Project Number: 8042-22000-300-00-D
Project Type: In-House Appropriated
Start Date: Feb 27, 2017
End Date: Feb 26, 2022
Objective 1: Identify and characterize nematode proteins and lipids that inhibit the metabolic pathways critical to fundamental processes in plant-parasitic nematodes. Sub-objective 1A: Discover and characterize endogenous nematode agonists or antagonists, including bioactive peptides, which affect metabolism and behavior. Sub-objective 1B: Characterize protease and other enzyme profiles in plant-parasitic nematodes, and determine their roles and modes of action in regulating development and hatching. Sub-objective 1C. Identify lipids and steroids with likely regulatory roles in plant-parasitic nematodes and design methods to disrupt this regulation. Objective 2: Improve the effectiveness of nematode management based on amendments and beneficial organisms, and by identifying and characterizing plant, microbe or nematode products antagonistic to nematodes. Sub-objective 2A: Evaluate cover crops, soil amendments and microbes for suppressing plant-parasitic nematode populations on agricultural crops. Sub-objective 2B: Determine effects of natural products from plants, microbes, and nematodes on plant-parasitic nematodes, and evaluate selected nematode-antagonistic products as potential nematotoxins. Objective 3: Assay and analyze the variability in DNA genetic markers across nematode taxa to ascertain those markers optimal for identifying priority crop parasitic nematodes and for refining their phylogenies. [NP303, C1, PS1] Objective 4: Apply microscopic and DNA genetic marker methods to a diversity of crop parasitic nematode taxa and specimens to identify unknown specimens and to improve diagnostic approaches. [NP303, C1, PS1]

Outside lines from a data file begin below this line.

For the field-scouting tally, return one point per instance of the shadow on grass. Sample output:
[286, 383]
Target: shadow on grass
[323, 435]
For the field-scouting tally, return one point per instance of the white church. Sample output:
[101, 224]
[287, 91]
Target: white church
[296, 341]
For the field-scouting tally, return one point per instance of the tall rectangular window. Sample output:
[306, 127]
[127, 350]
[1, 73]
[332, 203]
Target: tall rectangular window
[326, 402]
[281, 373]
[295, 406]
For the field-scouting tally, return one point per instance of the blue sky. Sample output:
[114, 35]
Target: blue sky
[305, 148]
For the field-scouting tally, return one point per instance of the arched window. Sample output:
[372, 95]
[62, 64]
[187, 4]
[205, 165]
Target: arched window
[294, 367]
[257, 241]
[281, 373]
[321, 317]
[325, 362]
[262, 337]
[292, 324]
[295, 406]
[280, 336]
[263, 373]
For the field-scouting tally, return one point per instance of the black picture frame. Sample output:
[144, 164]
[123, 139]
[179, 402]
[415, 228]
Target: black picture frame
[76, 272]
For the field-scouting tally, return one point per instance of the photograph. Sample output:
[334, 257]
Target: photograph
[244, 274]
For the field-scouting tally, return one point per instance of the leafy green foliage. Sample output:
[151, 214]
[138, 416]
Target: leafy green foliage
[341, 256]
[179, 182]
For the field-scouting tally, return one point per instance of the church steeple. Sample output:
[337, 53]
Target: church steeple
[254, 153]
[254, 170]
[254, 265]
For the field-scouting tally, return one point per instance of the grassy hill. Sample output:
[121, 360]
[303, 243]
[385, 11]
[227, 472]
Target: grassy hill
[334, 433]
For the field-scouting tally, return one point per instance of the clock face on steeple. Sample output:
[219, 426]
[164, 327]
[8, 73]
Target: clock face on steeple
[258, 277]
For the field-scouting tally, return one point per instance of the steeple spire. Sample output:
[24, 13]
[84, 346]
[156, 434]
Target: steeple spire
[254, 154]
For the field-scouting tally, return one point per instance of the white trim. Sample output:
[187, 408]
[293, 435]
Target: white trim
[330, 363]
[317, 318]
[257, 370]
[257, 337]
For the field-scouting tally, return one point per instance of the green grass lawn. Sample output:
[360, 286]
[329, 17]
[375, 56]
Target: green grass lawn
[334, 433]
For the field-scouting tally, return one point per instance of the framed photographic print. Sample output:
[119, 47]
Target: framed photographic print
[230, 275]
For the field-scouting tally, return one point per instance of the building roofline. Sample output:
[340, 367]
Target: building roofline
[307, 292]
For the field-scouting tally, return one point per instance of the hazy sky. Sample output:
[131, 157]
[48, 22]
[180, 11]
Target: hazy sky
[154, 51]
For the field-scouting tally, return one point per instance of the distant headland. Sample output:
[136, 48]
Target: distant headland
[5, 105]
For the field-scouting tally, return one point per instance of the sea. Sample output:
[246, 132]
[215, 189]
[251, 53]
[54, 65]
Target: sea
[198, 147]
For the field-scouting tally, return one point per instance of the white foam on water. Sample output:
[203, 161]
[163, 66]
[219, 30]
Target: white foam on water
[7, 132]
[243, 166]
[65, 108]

1. Discovering and characterizing internal plant parasitic nematode regulatory molecules, including peptides, proteases, inhibitors, and nematode-unique lipids and steroids, that act as effectors of behavior, development, hatching and metabolism, will provide novel targets for disruption of nematode life processes. Analyzing external signals, including plant chemicals, and their interactions with internal nematode pathways, will expand the number of molecular targets for nematode control. 2. Evaluating cover crops, soil amendments, microbes, and other beneficial agents, and improving strategies for their application, will lead to enhanced plant-parasitic nematode suppression and improved plant yields. Assessing the biological effects of selected beneficial organisms, and the analysis of natural products from plant, microbial and nematode origins, will reveal novel nematotoxins and other suppressive agents for plant-parasitic nematode control and agricultural crop protection. 3. Expanding ribosomal and nuclear gene sequences to more nematode species beyond the relatively few in GenBank will produce more informative family trees demonstrating the distribution of plant parasitism for improved pathology prediction. 4. Advanced microscopy techniques and appropriately selected and designed DNA genetic markers will reveal more detailed features and increase consistency of nematode description for improved diagnosis of nematodes that may damage agriculturally important plants.